New Cases of suspected and confirmed H1N1 infections have become almost a daily occurrence in Bali, with more than 9 people – all foreign visitors – having been treated in the isolation ward of Bali’s Sanglah General Hospital.
Officially acknowledged as a worldwide epidemic and with neighboring Australia reporting more than 1 thousand cases, Bali is virtually certain to see more cases reported before the illness runs its global course.

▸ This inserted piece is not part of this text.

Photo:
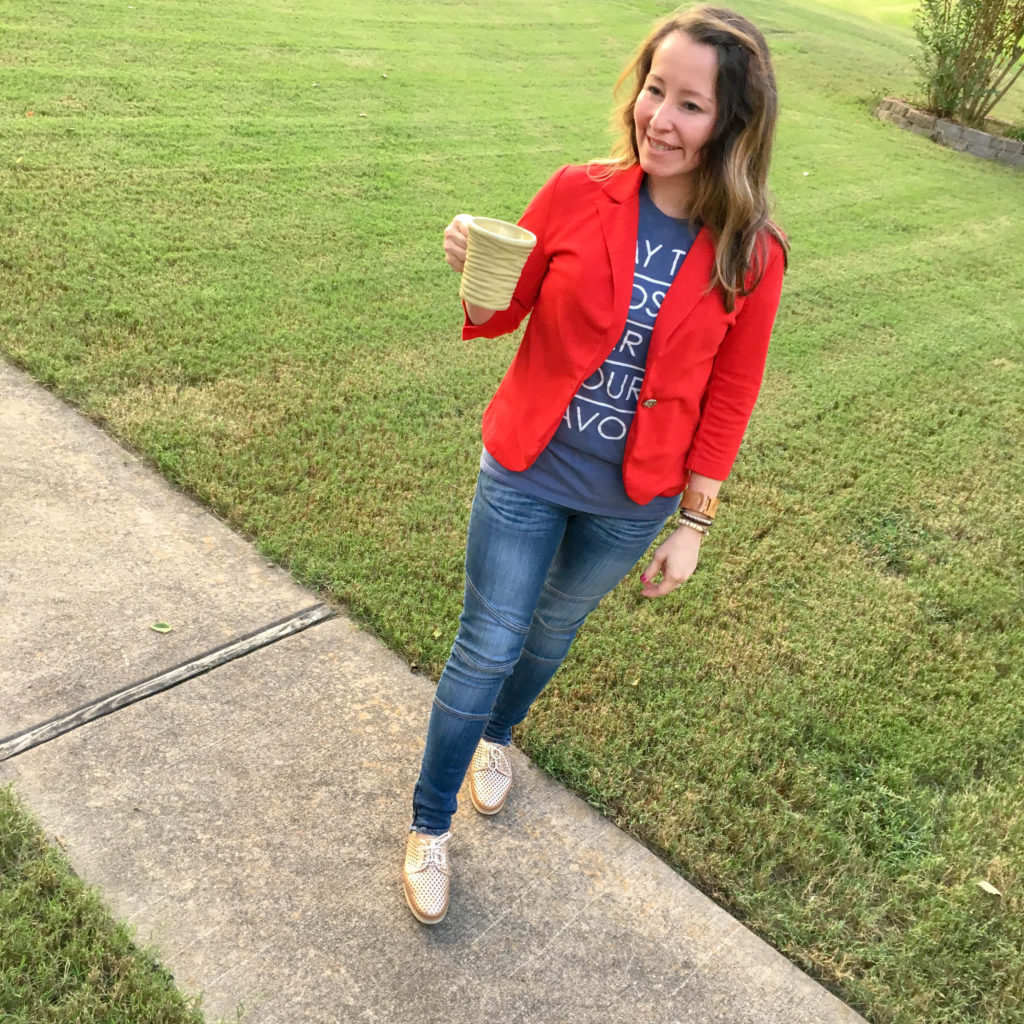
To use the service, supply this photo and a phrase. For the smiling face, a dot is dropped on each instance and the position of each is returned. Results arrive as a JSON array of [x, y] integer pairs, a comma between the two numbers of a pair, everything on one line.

Free medical care to sufferers, disinfecting and health screening of arriving aircraft and their passengers, a large supply of Tamiflu to treat sufferers and the distribution of protective masks are among the preventative measures now put in place by Bali authorities determined to minimize the spread of the disease. But, despite these measures, Bali's governor was quoted in NusaBali admitting that Bali’s popularity as an international tourism destination makes it difficult to stop the disease from eventually spreading on the island.
Among the most recent new patients admitted to Sanglah are:
• Troels Monk, 84 years, Denmark, admitted on July 2, 2009.

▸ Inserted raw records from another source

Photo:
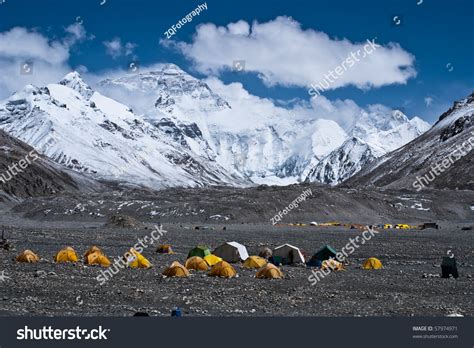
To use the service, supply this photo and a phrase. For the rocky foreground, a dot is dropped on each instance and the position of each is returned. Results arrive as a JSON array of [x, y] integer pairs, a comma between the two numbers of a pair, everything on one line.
[[408, 285]]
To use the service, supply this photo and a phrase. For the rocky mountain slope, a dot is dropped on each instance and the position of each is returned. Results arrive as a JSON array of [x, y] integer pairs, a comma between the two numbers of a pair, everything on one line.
[[25, 173]]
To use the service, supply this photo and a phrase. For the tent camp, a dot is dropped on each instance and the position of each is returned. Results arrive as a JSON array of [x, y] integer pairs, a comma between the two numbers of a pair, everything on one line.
[[196, 263], [92, 249], [176, 270], [332, 265], [289, 254], [254, 262], [222, 269], [67, 254], [269, 272], [266, 253], [95, 256], [200, 251], [136, 260], [211, 260], [231, 252], [324, 253], [164, 249], [372, 263], [27, 256]]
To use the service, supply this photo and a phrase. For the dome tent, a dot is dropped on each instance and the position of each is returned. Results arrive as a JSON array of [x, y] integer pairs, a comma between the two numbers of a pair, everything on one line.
[[67, 254], [254, 262], [289, 254], [176, 270], [372, 263], [196, 263], [231, 252], [269, 271], [222, 269], [27, 256]]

• Michael Aaron, 24 years, Australian
• Ryan Wood, 23 years, Australian
• Ariel S. Brian, 22 years, Australian
• Gerry O'Brian, 43 years, German
• Tayla Mari, 14 years, Australian
• James Antonucciu, 10 years, Australian
•George Coltman, 12 years, Australian
• Bobbie Masoner, 22 years, English resident in Australia.
As of Thursday, July 2, 2009, six of the nine patients were still warded in the Nusa Indah isolation unit at Sanglah Hospital. The remainder have been treated, declared no longer a threat to public health and released.
The governor has instructed all government agencies and the general public in Bali to cooperate in trying to control the spread of the H1N1 virus and prevent its spread to the local population in Bali.
No downturn in business has been linked to a fear of contracting the disease among inbound visitors to Bali. Worldwide, there appears to be a growing acceptance that, recognized and treated in a timely manner, H1N1 infections are seldom fatal, despite a momentary surge in deaths linked to cases in Mexico at the beginning of the current outbreak.
The provincial government of Bali has allocated approximately US$ 1 million from a special emergency fund to be used to combat the disease. This money is being used to pay for health surveillance teams, treating those suffering from the disease, purchasing Tamiflu and protective surgical masks.
Visitors to Bali from infected countries are being asked to consider using free surgical masks during the first three days of their stay in Bali, after which, symptom-free visitors can be considered free of the H1N1 virus.